Text supplied by by Ora
This project demonstrates a remodel and interior design updates to a post and beam 1953 hillside home in Mount Washington, Los Angeles.
The original 880 square foot home had good bones with many of its original features still intact, but it was in need of updating.
The goal of the renovation by the architectural and design team at Ora.la was to capture the spirit of the original home. The design evolved in response to how the house adjusted to the seasons.
Air conditioning was removed because deep overhangs and existing ventilation panels proved adequate for passive cooling.
With a few simple moves, including removing a wall separating the kitchen from the main space and enlarging an existing window opening in the kitchen, the home was transformed into an airy, light-filled space, strengthening connections between the living spaces and the garden outside.

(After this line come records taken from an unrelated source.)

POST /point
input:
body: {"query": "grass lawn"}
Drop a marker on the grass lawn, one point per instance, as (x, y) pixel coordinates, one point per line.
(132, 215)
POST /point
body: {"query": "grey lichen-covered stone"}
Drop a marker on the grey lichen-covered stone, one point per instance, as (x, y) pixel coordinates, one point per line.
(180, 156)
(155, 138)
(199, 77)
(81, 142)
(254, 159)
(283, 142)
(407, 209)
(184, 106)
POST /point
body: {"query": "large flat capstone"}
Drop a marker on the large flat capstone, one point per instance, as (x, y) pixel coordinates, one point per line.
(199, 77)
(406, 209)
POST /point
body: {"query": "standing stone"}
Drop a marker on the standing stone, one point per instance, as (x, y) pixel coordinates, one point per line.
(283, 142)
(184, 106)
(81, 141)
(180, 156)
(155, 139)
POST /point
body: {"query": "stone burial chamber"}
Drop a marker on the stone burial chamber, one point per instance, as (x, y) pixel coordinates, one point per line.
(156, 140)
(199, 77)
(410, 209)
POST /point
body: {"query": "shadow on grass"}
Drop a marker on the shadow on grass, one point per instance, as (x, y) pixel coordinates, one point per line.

The home’s simple, unassuming finishes were appealing to the owners. With the kitchen as the focal point of the living space, care was taken to create a design that did not overwhelm the space.
This was especially important with the owners consisting of a chef and an architect. On one hand the functional ease of a commercial kitchen was required, and on the other hand a warm aesthetic was needed to make it feel like a home.
A new island serves as the main inside gathering area. Open plywood shelves float in-front of frameless glass, framing garden views and providing a display for the owner’s ceramic collections.
A new skylight in the serene bathroom fills the space with natural light. A blue plywood and laminate vanity floats over the polished concrete floor below and playing off the existing neutral house finishes, tile colors were selected to visually enlarge the small space.
The master bedroom benefits from a large glass window at the foot of the bed with sunrise views over the City beyond.
The second bedroom is used as a home office with a skylight providing ample daylight for working.
Guests stay in the detached accessory dwelling unit which was converted from a former garage. This flexible space is also used as a study, den and library, providing a quiet get-away that opens into a shady part of the garden.